Cecilia Dean, founder and editor of V magazine, writer David Colman and Klaus Biesenbach of The Museum of Modern Art (MoMA) came together to curate “MOVE!,” a two-day Halloween weekend of art and fashion. The event was held in the New York MoMA’s PS1, the museum’s designated space for live art. Each artist was matched with a designer charged to produce anything they could dream up together.
“The point was to do something action-based and dynamic,” Dean said in an interview. “We didn’t want to hang things on a wall or put dresses on a mannequin.”
All the collaborations were between artists of the varied disciplines: visual, performance, dance and theater artists paired up with New York-based fashion designers. Some notable collaborators were Kalup Linzy and Diane von Furstenberg, Rob Pruitt and Marc Jacobs, Olaf Breuning and Cynthia Rowley, Brody Condon and Rodarte, Rashaad Newsome and Alexander Wang, and Dan Colen and Proenza Schouler.
As much as I find the intersection between art and fashion fascinating and important to explore, many of the collaborations seemed unbalanced. Most of the partnerships picked one or the other, namely art. The clothing became a costume for the performance piece, which should not be confused with fashion.
In the case of Alexander Wang and Rashaad Newsome, 18 women performed in an orchestra made up of snaps and breaths. The fact that they were clothed was about as involved as Alexander Wang got to be. Similarly, the Mulleavy sisters (Rodarte), with all of their design talent, put white sacks over performers moving in space with big metal rods. Diane von Furstenberg, creator of the wrap dress, gave a sparkly one to Linzy, the performance artist known for acting out soap operas in drag.
Injustice aside, this hierarchy of art was just absurd. The format of this exhibit put the artists in a weird position of separating out fashion as just the garment and the art part as the performance, which places the artistic innovation on the movement itself, rendering the clothes irrelevant.

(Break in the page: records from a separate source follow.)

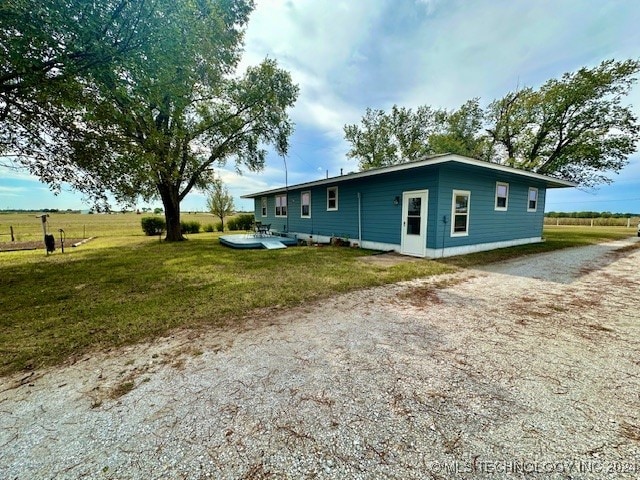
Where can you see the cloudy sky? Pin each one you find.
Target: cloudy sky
(350, 55)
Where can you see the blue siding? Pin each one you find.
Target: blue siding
(485, 223)
(381, 219)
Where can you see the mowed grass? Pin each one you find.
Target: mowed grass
(27, 227)
(556, 238)
(118, 290)
(121, 290)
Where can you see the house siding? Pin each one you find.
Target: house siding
(381, 220)
(487, 225)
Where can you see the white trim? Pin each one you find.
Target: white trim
(430, 252)
(264, 207)
(424, 214)
(531, 189)
(506, 198)
(335, 187)
(453, 212)
(302, 203)
(479, 247)
(550, 182)
(286, 205)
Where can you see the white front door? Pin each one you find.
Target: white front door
(414, 223)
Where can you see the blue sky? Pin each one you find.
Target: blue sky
(350, 55)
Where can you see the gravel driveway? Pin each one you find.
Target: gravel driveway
(525, 369)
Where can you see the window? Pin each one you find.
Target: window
(502, 195)
(332, 198)
(305, 204)
(281, 205)
(460, 213)
(532, 204)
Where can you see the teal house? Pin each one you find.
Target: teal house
(437, 207)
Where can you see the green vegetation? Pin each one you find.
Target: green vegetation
(122, 289)
(153, 225)
(116, 291)
(556, 238)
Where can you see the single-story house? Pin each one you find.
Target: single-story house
(441, 206)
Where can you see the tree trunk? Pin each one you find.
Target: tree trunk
(171, 202)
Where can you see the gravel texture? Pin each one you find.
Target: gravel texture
(524, 369)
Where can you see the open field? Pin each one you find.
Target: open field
(122, 289)
(27, 227)
(526, 368)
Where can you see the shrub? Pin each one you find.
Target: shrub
(153, 225)
(190, 227)
(241, 222)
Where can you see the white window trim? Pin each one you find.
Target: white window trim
(264, 207)
(286, 205)
(301, 204)
(453, 212)
(506, 203)
(336, 207)
(532, 189)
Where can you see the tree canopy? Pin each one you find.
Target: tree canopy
(157, 108)
(575, 127)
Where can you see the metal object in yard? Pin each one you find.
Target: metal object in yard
(62, 238)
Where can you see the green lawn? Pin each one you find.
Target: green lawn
(116, 291)
(120, 290)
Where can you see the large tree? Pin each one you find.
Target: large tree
(575, 128)
(154, 121)
(405, 135)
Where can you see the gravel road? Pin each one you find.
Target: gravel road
(524, 369)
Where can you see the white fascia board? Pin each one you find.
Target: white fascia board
(447, 157)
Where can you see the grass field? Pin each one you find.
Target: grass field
(75, 225)
(123, 287)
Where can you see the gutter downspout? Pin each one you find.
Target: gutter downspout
(359, 220)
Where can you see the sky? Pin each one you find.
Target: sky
(349, 55)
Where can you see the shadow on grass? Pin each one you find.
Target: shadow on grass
(110, 295)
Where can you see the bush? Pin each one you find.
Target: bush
(190, 227)
(153, 225)
(241, 222)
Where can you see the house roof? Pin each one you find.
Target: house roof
(432, 160)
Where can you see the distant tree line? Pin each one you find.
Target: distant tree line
(587, 214)
(40, 210)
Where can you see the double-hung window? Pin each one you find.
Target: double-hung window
(305, 204)
(460, 213)
(332, 198)
(502, 195)
(532, 201)
(281, 205)
(263, 203)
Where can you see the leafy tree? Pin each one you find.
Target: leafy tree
(154, 121)
(405, 135)
(574, 127)
(45, 47)
(220, 201)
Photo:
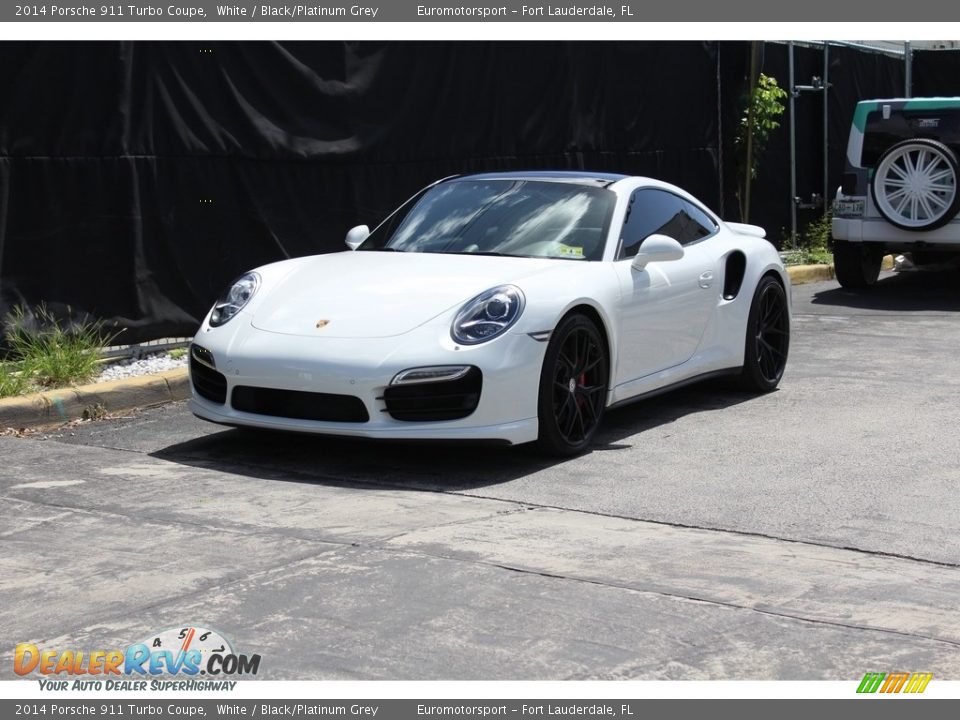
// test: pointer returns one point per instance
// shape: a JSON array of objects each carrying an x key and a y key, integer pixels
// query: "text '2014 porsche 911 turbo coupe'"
[{"x": 514, "y": 307}]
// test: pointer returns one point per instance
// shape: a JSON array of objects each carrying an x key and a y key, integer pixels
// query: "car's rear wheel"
[
  {"x": 915, "y": 185},
  {"x": 857, "y": 265},
  {"x": 573, "y": 386},
  {"x": 768, "y": 337}
]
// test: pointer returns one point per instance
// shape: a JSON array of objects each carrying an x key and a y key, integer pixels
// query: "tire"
[
  {"x": 573, "y": 387},
  {"x": 768, "y": 338},
  {"x": 915, "y": 185},
  {"x": 857, "y": 265}
]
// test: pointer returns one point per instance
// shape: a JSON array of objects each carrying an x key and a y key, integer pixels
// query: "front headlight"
[
  {"x": 232, "y": 301},
  {"x": 487, "y": 315}
]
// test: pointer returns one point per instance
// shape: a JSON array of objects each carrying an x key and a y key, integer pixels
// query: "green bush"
[
  {"x": 13, "y": 379},
  {"x": 50, "y": 354}
]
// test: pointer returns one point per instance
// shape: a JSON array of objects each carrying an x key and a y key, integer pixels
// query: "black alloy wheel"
[
  {"x": 768, "y": 337},
  {"x": 857, "y": 264},
  {"x": 573, "y": 386}
]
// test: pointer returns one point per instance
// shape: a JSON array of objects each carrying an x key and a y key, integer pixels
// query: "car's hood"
[{"x": 380, "y": 294}]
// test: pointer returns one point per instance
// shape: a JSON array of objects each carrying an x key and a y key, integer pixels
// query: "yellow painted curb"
[
  {"x": 800, "y": 274},
  {"x": 55, "y": 407}
]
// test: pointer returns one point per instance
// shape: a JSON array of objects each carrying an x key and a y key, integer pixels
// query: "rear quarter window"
[{"x": 880, "y": 134}]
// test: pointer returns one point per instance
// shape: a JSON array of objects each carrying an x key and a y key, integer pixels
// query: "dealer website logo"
[
  {"x": 188, "y": 652},
  {"x": 894, "y": 682}
]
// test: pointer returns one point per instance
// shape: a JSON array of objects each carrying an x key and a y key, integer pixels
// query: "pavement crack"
[
  {"x": 731, "y": 531},
  {"x": 694, "y": 598}
]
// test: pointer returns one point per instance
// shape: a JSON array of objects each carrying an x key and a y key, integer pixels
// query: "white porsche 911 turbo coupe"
[{"x": 514, "y": 307}]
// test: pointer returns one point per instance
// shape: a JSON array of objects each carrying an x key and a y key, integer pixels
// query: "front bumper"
[{"x": 362, "y": 369}]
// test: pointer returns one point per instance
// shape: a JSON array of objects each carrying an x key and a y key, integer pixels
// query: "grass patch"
[
  {"x": 812, "y": 246},
  {"x": 48, "y": 353},
  {"x": 13, "y": 380},
  {"x": 804, "y": 256}
]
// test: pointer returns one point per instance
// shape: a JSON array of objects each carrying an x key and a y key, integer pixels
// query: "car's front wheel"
[
  {"x": 857, "y": 265},
  {"x": 768, "y": 337},
  {"x": 573, "y": 386}
]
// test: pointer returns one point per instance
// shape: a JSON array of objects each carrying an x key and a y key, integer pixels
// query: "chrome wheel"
[{"x": 915, "y": 185}]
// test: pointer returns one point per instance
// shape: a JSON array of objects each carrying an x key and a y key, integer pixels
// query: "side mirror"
[
  {"x": 356, "y": 236},
  {"x": 657, "y": 248}
]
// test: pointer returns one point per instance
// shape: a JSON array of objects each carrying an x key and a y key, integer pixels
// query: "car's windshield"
[{"x": 524, "y": 218}]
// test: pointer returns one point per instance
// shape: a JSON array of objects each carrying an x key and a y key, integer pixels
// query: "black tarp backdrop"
[
  {"x": 855, "y": 74},
  {"x": 936, "y": 73},
  {"x": 138, "y": 178}
]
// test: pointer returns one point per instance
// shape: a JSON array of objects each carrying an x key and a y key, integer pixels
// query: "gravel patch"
[{"x": 146, "y": 365}]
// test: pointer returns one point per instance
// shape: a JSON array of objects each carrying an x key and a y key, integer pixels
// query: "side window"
[{"x": 654, "y": 211}]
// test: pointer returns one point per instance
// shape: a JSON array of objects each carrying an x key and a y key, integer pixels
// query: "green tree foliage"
[{"x": 766, "y": 102}]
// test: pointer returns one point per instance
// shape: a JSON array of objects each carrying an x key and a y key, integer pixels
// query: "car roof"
[{"x": 570, "y": 176}]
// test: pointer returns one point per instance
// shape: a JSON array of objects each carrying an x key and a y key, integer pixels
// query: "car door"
[{"x": 666, "y": 306}]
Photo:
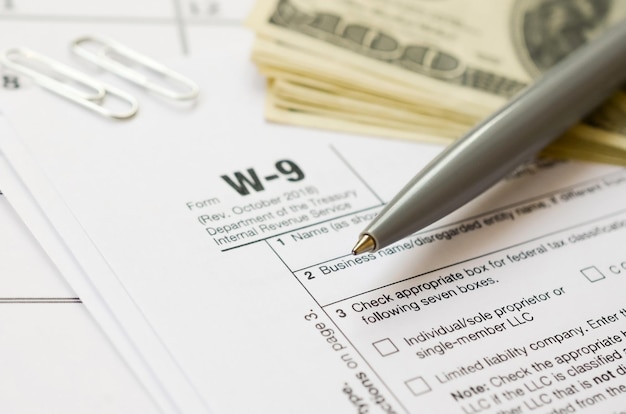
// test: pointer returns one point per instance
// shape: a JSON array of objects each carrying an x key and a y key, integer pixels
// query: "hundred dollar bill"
[{"x": 459, "y": 58}]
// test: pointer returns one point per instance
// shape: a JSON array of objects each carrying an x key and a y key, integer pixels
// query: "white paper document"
[
  {"x": 54, "y": 357},
  {"x": 221, "y": 244}
]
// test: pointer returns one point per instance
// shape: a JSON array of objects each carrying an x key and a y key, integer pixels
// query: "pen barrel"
[{"x": 508, "y": 138}]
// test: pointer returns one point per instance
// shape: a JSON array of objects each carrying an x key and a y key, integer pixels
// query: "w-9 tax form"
[{"x": 219, "y": 241}]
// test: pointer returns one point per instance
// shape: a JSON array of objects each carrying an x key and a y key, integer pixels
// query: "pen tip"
[{"x": 366, "y": 243}]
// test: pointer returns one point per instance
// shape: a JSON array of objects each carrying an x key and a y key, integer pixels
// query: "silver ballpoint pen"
[{"x": 513, "y": 135}]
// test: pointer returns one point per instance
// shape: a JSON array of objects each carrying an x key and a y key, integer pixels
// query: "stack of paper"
[{"x": 212, "y": 249}]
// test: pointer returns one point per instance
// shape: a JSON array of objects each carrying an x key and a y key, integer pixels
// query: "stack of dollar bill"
[{"x": 427, "y": 69}]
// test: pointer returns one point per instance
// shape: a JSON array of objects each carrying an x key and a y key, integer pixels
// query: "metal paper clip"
[
  {"x": 118, "y": 59},
  {"x": 67, "y": 82}
]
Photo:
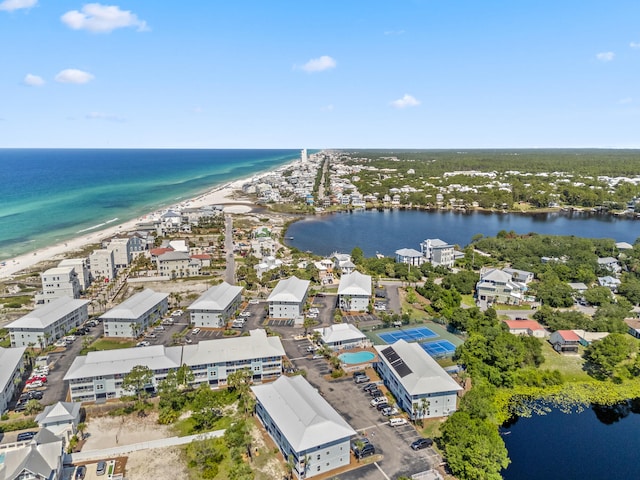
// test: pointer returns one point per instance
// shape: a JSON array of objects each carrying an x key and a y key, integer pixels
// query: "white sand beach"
[{"x": 217, "y": 196}]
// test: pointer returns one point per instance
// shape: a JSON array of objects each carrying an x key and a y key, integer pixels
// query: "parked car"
[
  {"x": 24, "y": 436},
  {"x": 421, "y": 443},
  {"x": 81, "y": 472}
]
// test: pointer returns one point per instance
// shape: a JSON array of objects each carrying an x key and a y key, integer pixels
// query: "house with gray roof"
[
  {"x": 134, "y": 315},
  {"x": 354, "y": 292},
  {"x": 216, "y": 306},
  {"x": 421, "y": 387},
  {"x": 287, "y": 300},
  {"x": 303, "y": 425},
  {"x": 341, "y": 336},
  {"x": 99, "y": 375},
  {"x": 40, "y": 458},
  {"x": 48, "y": 323},
  {"x": 12, "y": 361}
]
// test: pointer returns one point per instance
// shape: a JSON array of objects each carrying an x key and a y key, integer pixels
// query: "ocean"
[{"x": 52, "y": 195}]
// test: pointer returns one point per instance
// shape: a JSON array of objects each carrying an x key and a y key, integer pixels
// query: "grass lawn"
[{"x": 569, "y": 365}]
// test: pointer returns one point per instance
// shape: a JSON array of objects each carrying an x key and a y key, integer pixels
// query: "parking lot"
[{"x": 392, "y": 442}]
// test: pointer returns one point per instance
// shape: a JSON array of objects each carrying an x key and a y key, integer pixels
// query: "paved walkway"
[{"x": 134, "y": 447}]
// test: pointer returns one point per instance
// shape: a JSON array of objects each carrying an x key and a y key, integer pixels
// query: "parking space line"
[{"x": 381, "y": 471}]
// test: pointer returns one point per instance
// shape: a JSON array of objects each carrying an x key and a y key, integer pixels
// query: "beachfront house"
[
  {"x": 99, "y": 375},
  {"x": 36, "y": 459},
  {"x": 12, "y": 361},
  {"x": 498, "y": 287},
  {"x": 135, "y": 315},
  {"x": 354, "y": 292},
  {"x": 59, "y": 282},
  {"x": 288, "y": 299},
  {"x": 438, "y": 252},
  {"x": 102, "y": 264},
  {"x": 81, "y": 266},
  {"x": 342, "y": 336},
  {"x": 216, "y": 306},
  {"x": 410, "y": 256},
  {"x": 307, "y": 430},
  {"x": 565, "y": 341},
  {"x": 420, "y": 386},
  {"x": 48, "y": 323}
]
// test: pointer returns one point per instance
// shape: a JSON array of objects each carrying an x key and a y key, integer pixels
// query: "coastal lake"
[
  {"x": 598, "y": 443},
  {"x": 389, "y": 230}
]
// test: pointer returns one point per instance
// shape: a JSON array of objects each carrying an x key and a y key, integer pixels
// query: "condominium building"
[
  {"x": 44, "y": 325},
  {"x": 306, "y": 429},
  {"x": 99, "y": 375},
  {"x": 134, "y": 315},
  {"x": 215, "y": 307}
]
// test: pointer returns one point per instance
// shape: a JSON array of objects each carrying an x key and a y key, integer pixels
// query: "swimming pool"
[{"x": 357, "y": 357}]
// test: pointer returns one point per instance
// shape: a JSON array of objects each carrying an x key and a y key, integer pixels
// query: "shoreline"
[{"x": 217, "y": 195}]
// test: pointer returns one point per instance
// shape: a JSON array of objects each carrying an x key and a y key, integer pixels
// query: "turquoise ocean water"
[{"x": 48, "y": 196}]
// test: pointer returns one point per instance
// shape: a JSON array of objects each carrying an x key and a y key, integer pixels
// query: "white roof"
[
  {"x": 355, "y": 283},
  {"x": 340, "y": 332},
  {"x": 256, "y": 345},
  {"x": 424, "y": 375},
  {"x": 9, "y": 359},
  {"x": 290, "y": 290},
  {"x": 134, "y": 307},
  {"x": 48, "y": 314},
  {"x": 217, "y": 298},
  {"x": 60, "y": 412},
  {"x": 111, "y": 362},
  {"x": 305, "y": 418},
  {"x": 408, "y": 252}
]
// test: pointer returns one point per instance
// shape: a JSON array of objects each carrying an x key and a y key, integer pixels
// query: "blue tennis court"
[
  {"x": 412, "y": 334},
  {"x": 439, "y": 348}
]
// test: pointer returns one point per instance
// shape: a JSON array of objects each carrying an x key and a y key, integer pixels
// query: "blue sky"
[{"x": 320, "y": 74}]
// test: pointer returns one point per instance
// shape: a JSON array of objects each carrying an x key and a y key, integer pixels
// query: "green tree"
[
  {"x": 137, "y": 380},
  {"x": 473, "y": 448}
]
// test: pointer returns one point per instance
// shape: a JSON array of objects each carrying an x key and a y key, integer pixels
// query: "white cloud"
[
  {"x": 605, "y": 56},
  {"x": 104, "y": 116},
  {"x": 319, "y": 64},
  {"x": 98, "y": 18},
  {"x": 71, "y": 75},
  {"x": 11, "y": 5},
  {"x": 406, "y": 101},
  {"x": 33, "y": 80}
]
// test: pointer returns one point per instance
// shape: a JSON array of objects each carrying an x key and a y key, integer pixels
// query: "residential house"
[
  {"x": 44, "y": 325},
  {"x": 498, "y": 287},
  {"x": 526, "y": 327},
  {"x": 83, "y": 272},
  {"x": 40, "y": 458},
  {"x": 216, "y": 306},
  {"x": 306, "y": 429},
  {"x": 521, "y": 276},
  {"x": 565, "y": 341},
  {"x": 59, "y": 282},
  {"x": 99, "y": 375},
  {"x": 136, "y": 314},
  {"x": 420, "y": 386},
  {"x": 437, "y": 252},
  {"x": 410, "y": 256},
  {"x": 342, "y": 336},
  {"x": 12, "y": 361},
  {"x": 61, "y": 419},
  {"x": 288, "y": 299},
  {"x": 354, "y": 292},
  {"x": 102, "y": 264}
]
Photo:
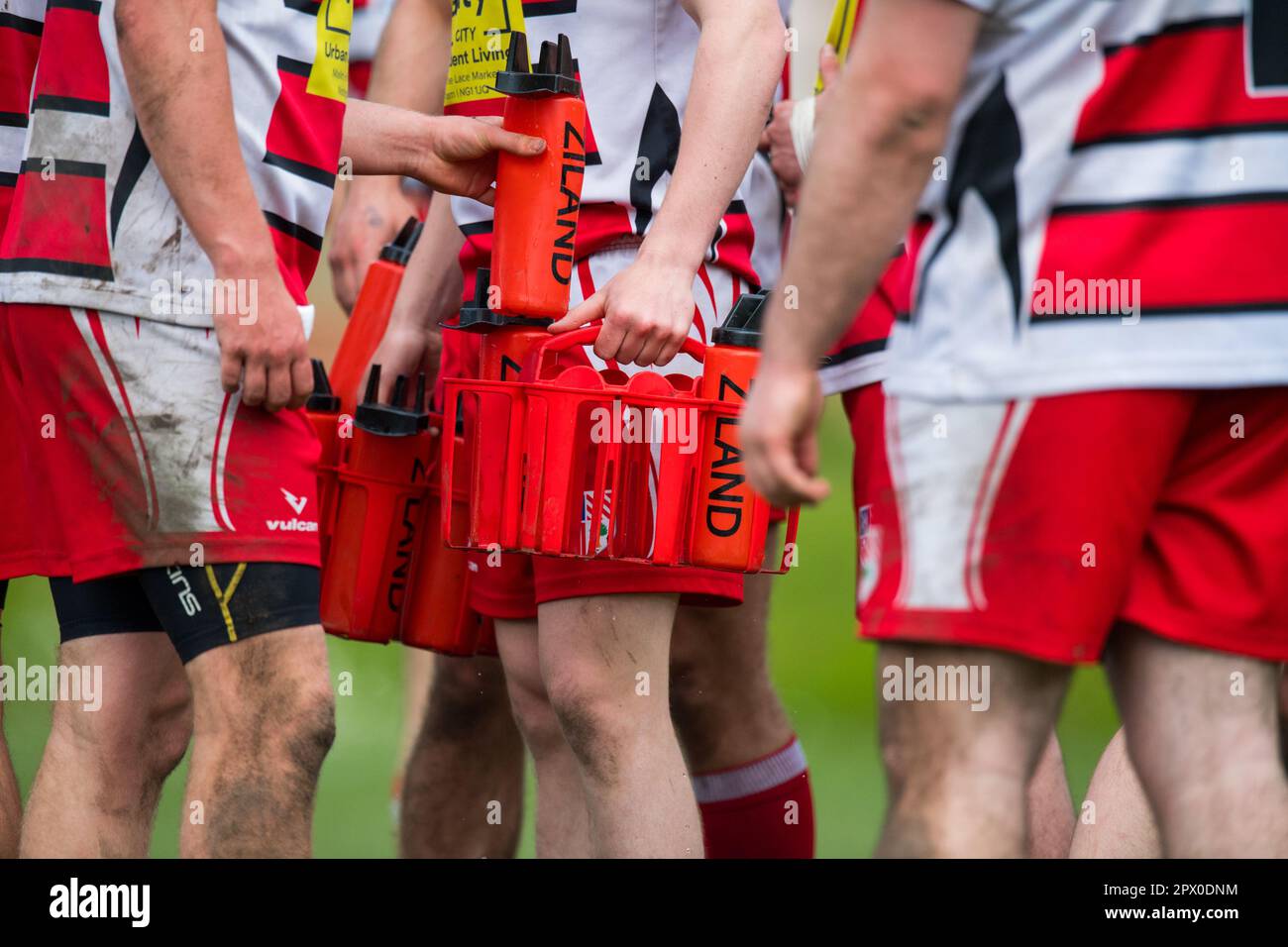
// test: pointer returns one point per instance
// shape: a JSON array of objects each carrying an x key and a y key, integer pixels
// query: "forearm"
[
  {"x": 739, "y": 59},
  {"x": 432, "y": 285},
  {"x": 168, "y": 85},
  {"x": 415, "y": 50}
]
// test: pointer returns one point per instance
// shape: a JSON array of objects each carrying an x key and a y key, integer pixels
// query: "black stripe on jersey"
[
  {"x": 858, "y": 351},
  {"x": 137, "y": 158},
  {"x": 68, "y": 103},
  {"x": 1183, "y": 27},
  {"x": 548, "y": 8},
  {"x": 43, "y": 264},
  {"x": 84, "y": 5},
  {"x": 1252, "y": 128},
  {"x": 1263, "y": 308},
  {"x": 301, "y": 234},
  {"x": 1172, "y": 202},
  {"x": 294, "y": 65},
  {"x": 300, "y": 170},
  {"x": 75, "y": 169},
  {"x": 12, "y": 21}
]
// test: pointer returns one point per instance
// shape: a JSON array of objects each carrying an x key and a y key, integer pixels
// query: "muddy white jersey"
[
  {"x": 1112, "y": 209},
  {"x": 635, "y": 63},
  {"x": 93, "y": 223}
]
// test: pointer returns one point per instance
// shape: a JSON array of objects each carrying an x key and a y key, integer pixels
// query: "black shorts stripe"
[
  {"x": 12, "y": 21},
  {"x": 300, "y": 170},
  {"x": 68, "y": 103},
  {"x": 1257, "y": 128},
  {"x": 137, "y": 158},
  {"x": 42, "y": 264},
  {"x": 1172, "y": 202},
  {"x": 295, "y": 231},
  {"x": 1183, "y": 27},
  {"x": 84, "y": 5},
  {"x": 75, "y": 169}
]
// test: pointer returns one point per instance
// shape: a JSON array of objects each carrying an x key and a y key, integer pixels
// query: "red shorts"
[
  {"x": 145, "y": 455},
  {"x": 518, "y": 583},
  {"x": 1034, "y": 526},
  {"x": 30, "y": 543}
]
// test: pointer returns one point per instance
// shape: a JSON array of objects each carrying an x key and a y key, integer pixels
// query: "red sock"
[{"x": 760, "y": 809}]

Some of the more interesting pieces managed to stray from the costumed performance route with varying degrees of success. Cynthia Rowley and Olaf Breuning took their assignment perfectly literally, pouring paint onto garment: art + fashion! Rowley designed over 40 pieces to be worn and covered in paint, which was doused onto each subject by Breuning himself, perched atop a ladder. While not exactly groundbreaking, the piece was deliberate in paring both disciplines down to paint and dress and showed the process in an interactive way.
Similarly, Rob Pruitt and Marc Jacobs created a green-screen catwalk for museum-goers to strut down, which was then manipulated to look as if their walk was part of a real fashion show. Jacobs, champion of self-aware kitsch, effectively explored the culture of fashion through the lens of Pruitt’s art technology.
Moving outside of the studio, Dan Colen and Proenza Schouler placed garments throughout New York City embedded with video cameras, which live-streamed its feed into the MoMA space, documenting the life of the piece for two days. Here fashion, as it exists in the world, was transported back into viewable art, making the most intellectual statement on the relationship between art and fashion, instead of oversimplifying and attempting to differentiate the two.
My main issue with the exhibit as a whole was its insistence on the difference between art and fashion. As if saying here, at the MoMA for two nights only: art and fashion are together now for the first time. Fashion is art, is influenced by art, is informed by art and is surrounded by art. Fashion shows are their own singular performance art pieces. Art is present in the craft of the garment and in the design of the presentation.
Throughout the history of fashion, designers have been taking inspiration from art and interacting with artists of all disciplines in creating their own collections. This is not a new, isolated or forced instance; it is as it has always been. The exhibit called itself dynamic, interactive, art plus fashion, but that isn’t just paint on a dress, it is fashion itself out in the world. Art in fashion is real, it lives, it moves: me, you, we are the art object.